# I hope this will still turn out OK???



## Doublestorm (Mar 31, 2011)

I started my first batch of SP today and while I was topping it off with water the cap came off and dumped a pile of water into the primary!!! E-Gads! (Is that how you spell that...."E-Gads"?) Anyway...I measured the SG and it was 1.04...far too low according to the recipe. I added in 5 more cups of sugar and it's now at 1.06. So the question is...should I add more sugar to get the initial SG up to 1.07, or will it be ok as is?

I'm thinking (putting myself out on the potential stupid-limb here) that it should be left as is...the worst that should happen is that I'll end up with higher than the 10% ABV as per the original recipe...is that right, or have I just fallen off that stupid-limb?


----------



## Minnesotamaker (Mar 31, 2011)

I think you're all good. Just do some mental calculations to determine the increased volume of your batch. Then adjust the other ingredients to match the new volume and your worst problem will be deciding what to do with the extra Skeeter Pee.

If I'm reading your question right, the answer is: an SG of 1.060 will potentially give you lower alcohol than a batch at 1.070. Adding more sugar will push the finished alcohol higher.

Cheers,


----------



## Doublestorm (Apr 1, 2011)

Thanks for the reply Lon. I already ran some numbers to re-adjust the ingredients...glad to hear that you figure that's the way to go!

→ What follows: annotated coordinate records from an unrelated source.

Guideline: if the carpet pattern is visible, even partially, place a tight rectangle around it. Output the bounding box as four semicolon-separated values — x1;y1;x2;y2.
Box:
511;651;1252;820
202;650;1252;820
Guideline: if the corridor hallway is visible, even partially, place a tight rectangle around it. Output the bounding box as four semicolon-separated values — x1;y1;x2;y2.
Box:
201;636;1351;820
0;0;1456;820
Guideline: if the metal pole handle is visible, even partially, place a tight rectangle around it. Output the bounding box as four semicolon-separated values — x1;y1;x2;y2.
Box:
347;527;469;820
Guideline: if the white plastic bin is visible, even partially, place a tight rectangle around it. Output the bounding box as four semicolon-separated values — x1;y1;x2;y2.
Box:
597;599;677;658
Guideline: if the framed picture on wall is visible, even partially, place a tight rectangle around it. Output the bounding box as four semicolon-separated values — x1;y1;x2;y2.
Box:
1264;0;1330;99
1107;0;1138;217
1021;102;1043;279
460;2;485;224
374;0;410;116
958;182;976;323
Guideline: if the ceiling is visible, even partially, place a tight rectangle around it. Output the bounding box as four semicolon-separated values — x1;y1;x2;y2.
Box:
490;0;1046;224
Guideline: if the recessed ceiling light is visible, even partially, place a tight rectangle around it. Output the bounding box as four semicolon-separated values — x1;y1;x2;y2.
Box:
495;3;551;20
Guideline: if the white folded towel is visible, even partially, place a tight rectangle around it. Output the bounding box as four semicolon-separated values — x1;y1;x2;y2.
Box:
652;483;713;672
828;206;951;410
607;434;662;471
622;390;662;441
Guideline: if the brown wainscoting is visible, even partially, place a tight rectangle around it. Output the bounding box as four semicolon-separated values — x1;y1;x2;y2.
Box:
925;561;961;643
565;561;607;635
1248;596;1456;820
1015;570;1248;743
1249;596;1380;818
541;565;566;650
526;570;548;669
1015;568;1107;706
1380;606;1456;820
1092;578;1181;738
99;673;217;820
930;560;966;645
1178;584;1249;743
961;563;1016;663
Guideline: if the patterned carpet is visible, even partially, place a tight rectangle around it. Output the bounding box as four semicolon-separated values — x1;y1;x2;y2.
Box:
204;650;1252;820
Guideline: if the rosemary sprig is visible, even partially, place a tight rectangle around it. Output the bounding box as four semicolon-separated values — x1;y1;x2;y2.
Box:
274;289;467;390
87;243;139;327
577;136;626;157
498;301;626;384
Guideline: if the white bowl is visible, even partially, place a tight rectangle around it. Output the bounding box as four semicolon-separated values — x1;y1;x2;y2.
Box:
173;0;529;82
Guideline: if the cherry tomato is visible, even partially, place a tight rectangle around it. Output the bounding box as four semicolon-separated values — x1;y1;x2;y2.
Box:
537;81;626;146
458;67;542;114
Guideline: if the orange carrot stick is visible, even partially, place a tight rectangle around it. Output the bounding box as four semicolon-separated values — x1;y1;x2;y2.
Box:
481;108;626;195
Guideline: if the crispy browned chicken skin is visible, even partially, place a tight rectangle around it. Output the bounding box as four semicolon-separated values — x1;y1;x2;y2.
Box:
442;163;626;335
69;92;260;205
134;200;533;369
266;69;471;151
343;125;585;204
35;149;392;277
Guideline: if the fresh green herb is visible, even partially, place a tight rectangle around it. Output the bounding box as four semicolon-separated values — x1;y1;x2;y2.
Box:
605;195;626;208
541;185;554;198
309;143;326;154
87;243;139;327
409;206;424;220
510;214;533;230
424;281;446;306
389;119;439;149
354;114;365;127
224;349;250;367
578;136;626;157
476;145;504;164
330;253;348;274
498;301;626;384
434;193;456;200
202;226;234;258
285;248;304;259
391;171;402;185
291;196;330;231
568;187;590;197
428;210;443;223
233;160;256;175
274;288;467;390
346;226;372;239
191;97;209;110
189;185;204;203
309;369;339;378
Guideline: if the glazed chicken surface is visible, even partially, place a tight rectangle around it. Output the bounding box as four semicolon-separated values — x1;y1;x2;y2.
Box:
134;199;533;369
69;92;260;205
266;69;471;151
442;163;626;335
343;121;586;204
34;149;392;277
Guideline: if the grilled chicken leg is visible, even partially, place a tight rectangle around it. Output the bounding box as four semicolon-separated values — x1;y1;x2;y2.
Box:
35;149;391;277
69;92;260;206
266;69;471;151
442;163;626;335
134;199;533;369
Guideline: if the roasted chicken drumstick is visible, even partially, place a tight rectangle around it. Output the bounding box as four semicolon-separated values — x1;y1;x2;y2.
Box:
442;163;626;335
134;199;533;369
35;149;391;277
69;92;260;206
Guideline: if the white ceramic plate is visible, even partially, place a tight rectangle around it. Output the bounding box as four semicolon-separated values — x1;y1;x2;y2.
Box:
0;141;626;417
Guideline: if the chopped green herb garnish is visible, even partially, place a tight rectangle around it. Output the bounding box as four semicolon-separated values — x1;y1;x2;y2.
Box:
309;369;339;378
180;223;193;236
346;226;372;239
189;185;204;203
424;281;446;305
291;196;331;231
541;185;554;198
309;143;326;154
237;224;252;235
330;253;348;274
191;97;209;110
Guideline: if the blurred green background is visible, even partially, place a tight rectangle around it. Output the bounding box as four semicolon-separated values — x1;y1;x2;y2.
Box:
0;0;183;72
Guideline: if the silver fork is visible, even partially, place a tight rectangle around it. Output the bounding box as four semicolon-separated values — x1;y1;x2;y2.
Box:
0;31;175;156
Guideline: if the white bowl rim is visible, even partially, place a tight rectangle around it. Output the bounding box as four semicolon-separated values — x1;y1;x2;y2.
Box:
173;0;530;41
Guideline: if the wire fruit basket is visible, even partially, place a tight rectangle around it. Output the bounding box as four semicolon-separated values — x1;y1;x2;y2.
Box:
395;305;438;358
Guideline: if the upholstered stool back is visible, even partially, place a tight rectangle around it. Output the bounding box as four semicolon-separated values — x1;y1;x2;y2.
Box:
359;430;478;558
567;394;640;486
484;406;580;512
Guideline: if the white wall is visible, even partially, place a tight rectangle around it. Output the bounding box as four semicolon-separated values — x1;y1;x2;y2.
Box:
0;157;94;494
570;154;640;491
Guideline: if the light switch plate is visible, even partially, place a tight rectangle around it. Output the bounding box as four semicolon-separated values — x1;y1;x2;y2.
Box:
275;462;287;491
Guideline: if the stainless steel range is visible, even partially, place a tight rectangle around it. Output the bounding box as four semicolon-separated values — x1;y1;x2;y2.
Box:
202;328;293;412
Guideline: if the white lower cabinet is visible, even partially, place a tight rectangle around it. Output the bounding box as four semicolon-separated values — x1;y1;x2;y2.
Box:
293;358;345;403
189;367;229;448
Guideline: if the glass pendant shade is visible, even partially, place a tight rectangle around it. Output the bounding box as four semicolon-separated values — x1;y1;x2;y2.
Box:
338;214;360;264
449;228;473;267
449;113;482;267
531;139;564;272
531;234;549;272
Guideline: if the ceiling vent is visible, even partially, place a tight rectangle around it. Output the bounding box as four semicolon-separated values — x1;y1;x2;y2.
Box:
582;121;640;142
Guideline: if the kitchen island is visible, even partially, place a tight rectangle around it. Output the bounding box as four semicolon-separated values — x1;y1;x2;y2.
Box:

Yep, I think you read it right. The extra 5 cups brought it up to 1.06. It was down at 1.04 when I first measured it...I then added the extra sugar which brought it up to 1.06.

Some extra water...some extra sugar...adjust the rest of the ingredients accordingly and I think I'll be good to go. Like you said...the worst problem will be some extra SP - a problem I can live with! Haha!


----------



## Doublestorm (Apr 1, 2011)

Well after making the adjustments...it turns out I'll be having a 7.5 gallon batch on the go!!! I ended up having to increase the volume of water along with the rest of the ingredients to keep it all proportional. I had to run out this morning and pick up an 8 gal primary to hold it all. 

Sometimes mistakes work out in the end.


----------